The venture, MillerCoors, will generate around $500 million of annual cost savings by the third year after completion of the deal, which is subject to the approval of the U.S. competition authorities, the two groups said on Tuesday.
"We are confident of clearance. We believe this is a pro-competitive transaction," Molson Coors Chief Executive Leo Kiely, who will become chief executive of the venture, told a news briefing after the deal was announced.
The deal brings together the second-largest U.S. brewer with beer brands such as Miller Lite, Miller Genuine Draft and Milwaukee's Best and the third-largest, Molson Coors, which brews Coors Light, Molson Canadian and Molson Dry beers.
Citi analyst Bonnie Herzog said the deal will transform the U.S. beer market into a duopoly, be positive for Molson Coors, and could accelerate Anheuser-Busch's eventual combination with the world's biggest brewer, Belgium-based InBev INTB.BR.
SABMiller chief executive Graham Mackay said the venture would have almost a 30 percent share of the U.S. beer market, adding SABMiller's 19 percent share to Molson Coors' 11 percent, whereas Budweiser-brewer Anheuser-Busch has 50 percent.
The venture's strength's will be its large portfolio of higher-end beers, with Miller Chill, Peroni Nastro Azzurro and Blue Moon Belgian White, as well as its geographic span. Miller's stronghold is in the central part of the United States, while Coors' is strong in the West and key parts of the Northeast.
Mackay said the "high" synergies of $500 million from the deal will come from savings made largely in distribution and sales, while there will be no closures among SABMiller's six U.S. breweries and Molson Coors' two in the country. But in order to achieve those savings, the companies will incur costs of $400 million to $450 million over two years.
The companies, which have been talking to each other for around a year, said final agreement for the deal is expected by the end of 2007, while analysts added that regulatory approval is expected about six to nine months after that date.
SABMiller shares closed up 1.4 percent at 14.97 pounds in London, while Molson Coors' shares were up 10 percent at $55.92 in late afternoon trade on the New York Stock Exchange.

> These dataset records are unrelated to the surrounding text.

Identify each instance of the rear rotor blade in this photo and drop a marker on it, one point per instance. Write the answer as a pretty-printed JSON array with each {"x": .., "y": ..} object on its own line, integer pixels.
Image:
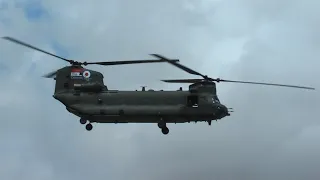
[
  {"x": 35, "y": 48},
  {"x": 188, "y": 70},
  {"x": 50, "y": 75},
  {"x": 261, "y": 83},
  {"x": 183, "y": 80},
  {"x": 110, "y": 63}
]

Anheuser-Busch shares closed down 46 cents at $51.57 on the New York Stock Exchange.
Analysts said the No. 1 brewer, which has been losing market share this year, will now face a more able competitor with significant funds to invest in marketing.
Molson Coors Vice Chairman Pete Coors will be chairman of the joint venture, while Mackay will become vice chairman. Miller Chief Executive Tom Long becomes president and chief commercial officer while Kiely will be chief executive for two years, to be succeeded by an executive nominated from Miller.
"Tom Long sits in a very critical position," Kiely said, adding in response to a question that he would be ready to pass the baton to Long as soon as the integration and transition have been completed.
Analysts see a high likelihood of the deal going through as the Molson and Coors families, which control Molson Coors, support the deal, and as a precedent was set from a regulatory standpoint by the creation of Reynolds American (RAI.N).
Reynolds American brought together the second- and third-largest U.S. cigarette companies in 2004 to compete against Marlboro-maker Altria (MO.N).
"We expect this approval to be forthcoming ... The combination will create a strong number-two player in the U.S. beer market with 30 percent market share," said analyst Matthew Webb at Cazenove.
Each brewer will have a 50 percent voting interest in the joint venture, with SABMiller having a 58 percent economic interest and Molson Coors 42 percent.
There is a break-up fee of $150 million to be paid if one party backs out of the venture, the headquarters of which is yet to be decided.
London-based SABMiller, the world's second-largest brewer, bought Miller in 2002 but has struggled to make headway in the United States against Anheuser-Busch, especially in its attempts to push up prices, and its market share has slipped below 20 percent.
Canada's Molson combined with U.S. group Coors in 2005 and despite the success of Coors Light it has also struggled to gain market share. Its other major operations in Canada and Britain are unaffected by the U.S. deal.